Background Hospital pharmacy departments in Madrid have been required to dispense capecitabine since February 2011 and it represents 38% of prescriptions of oral chemotherapeutics at our hospital. Monitoring adherence may help to prevent treatment failure, avoid adverse effects and reduce the resulting costs.
Purpose The aim of this study was to evaluate adherence to capecitabine.

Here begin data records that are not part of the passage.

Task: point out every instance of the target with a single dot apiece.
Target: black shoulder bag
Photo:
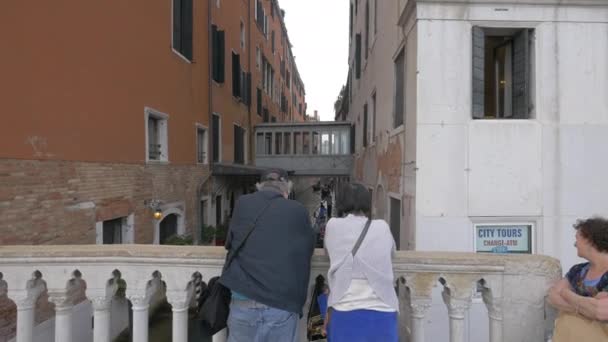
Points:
(214, 309)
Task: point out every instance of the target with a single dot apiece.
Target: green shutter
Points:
(478, 68)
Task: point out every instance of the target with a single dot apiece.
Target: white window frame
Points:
(127, 230)
(177, 208)
(234, 123)
(205, 143)
(163, 133)
(389, 212)
(171, 35)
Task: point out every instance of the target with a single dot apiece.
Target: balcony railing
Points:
(513, 288)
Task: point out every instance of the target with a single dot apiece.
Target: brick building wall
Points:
(59, 202)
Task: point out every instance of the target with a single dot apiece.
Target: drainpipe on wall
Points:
(210, 113)
(250, 121)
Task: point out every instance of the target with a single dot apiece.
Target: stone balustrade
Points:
(513, 287)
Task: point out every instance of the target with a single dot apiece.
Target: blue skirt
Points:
(362, 326)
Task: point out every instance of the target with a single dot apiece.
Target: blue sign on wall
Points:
(503, 238)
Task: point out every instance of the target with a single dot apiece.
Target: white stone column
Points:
(101, 319)
(63, 316)
(494, 306)
(25, 319)
(140, 318)
(179, 307)
(457, 309)
(420, 307)
(221, 336)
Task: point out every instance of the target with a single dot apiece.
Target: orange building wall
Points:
(231, 110)
(76, 76)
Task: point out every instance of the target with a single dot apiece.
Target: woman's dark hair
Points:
(354, 198)
(319, 284)
(595, 230)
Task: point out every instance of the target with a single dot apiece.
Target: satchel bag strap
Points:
(231, 256)
(361, 237)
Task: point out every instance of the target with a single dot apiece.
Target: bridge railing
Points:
(313, 148)
(513, 288)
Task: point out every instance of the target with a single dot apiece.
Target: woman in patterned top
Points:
(584, 289)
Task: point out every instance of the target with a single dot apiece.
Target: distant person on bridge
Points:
(582, 295)
(362, 299)
(269, 276)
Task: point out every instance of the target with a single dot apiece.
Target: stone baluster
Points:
(420, 287)
(140, 306)
(140, 300)
(179, 305)
(492, 297)
(26, 306)
(457, 295)
(101, 318)
(63, 315)
(25, 318)
(419, 307)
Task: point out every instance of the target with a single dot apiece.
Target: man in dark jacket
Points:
(269, 275)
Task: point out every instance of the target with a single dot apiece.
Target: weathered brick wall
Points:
(59, 202)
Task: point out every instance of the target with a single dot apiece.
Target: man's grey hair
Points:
(283, 187)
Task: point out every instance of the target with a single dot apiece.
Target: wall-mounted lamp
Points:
(158, 214)
(154, 204)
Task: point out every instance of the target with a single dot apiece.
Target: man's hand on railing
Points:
(602, 306)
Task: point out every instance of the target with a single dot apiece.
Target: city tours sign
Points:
(503, 238)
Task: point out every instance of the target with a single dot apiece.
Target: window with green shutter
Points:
(502, 69)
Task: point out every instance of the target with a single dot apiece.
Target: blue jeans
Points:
(250, 321)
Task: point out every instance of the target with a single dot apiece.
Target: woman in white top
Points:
(362, 299)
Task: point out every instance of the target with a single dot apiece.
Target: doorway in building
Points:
(395, 221)
(168, 228)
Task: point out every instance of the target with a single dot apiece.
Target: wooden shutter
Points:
(365, 125)
(217, 54)
(521, 75)
(353, 136)
(187, 25)
(236, 75)
(177, 24)
(259, 101)
(222, 56)
(478, 86)
(215, 132)
(214, 53)
(358, 55)
(248, 89)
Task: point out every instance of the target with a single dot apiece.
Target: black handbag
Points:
(214, 303)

Materials and methods Prospective observational study, conducted between July and September 2011 in the outpatient unit of a hospital pharmacy department. 30 patients treated with capecitabine, either as monotherapy or in combination with other chemotherapeutic agents, were randomly selected. Each patient was followed up for 2 to 3 months through consecutive interviews. Data recorded: personal details (age, gender, marital status, educational background, occupation), disease variables (tumour type, ECOG performance status, disease onset, concomitant illness), treatment issues (type of treatment, line of chemotherapy, pill burden, duration of treatment, side effects) and drug adherence parameters. A patient was considered to be adherent to treatment if an overall percentage adherence ≥95% was achieved by three indirect methods (dispensing records, pill count and a validated adherence questionnaire (Morinsky–Green test)).
Results 30 patients were included (mean age 65.3 years, 73% men). 50 interviews were conducted (1.7 interviews/patient). Principal medical diagnosis: colon tumours (43%), rectum tumours (27%) and breast cancer (17%). Median pill burden was 9.6 tablets/day (4.8 tablets/dose). Side effects were detected in 26 interviews, 50% of them were hand-foot syndrome. Two patients required dose adjustment as a result. Overall, 28 patients (93%) were considered to be adherent. Two patients (7%) reported some kind of compliance error in one of their interviews. Reasons for non-compliance were forgetting to take treatment and side effects.
Conclusions Adherence to capecitabine in clinical practice is high, despite a high pill burden.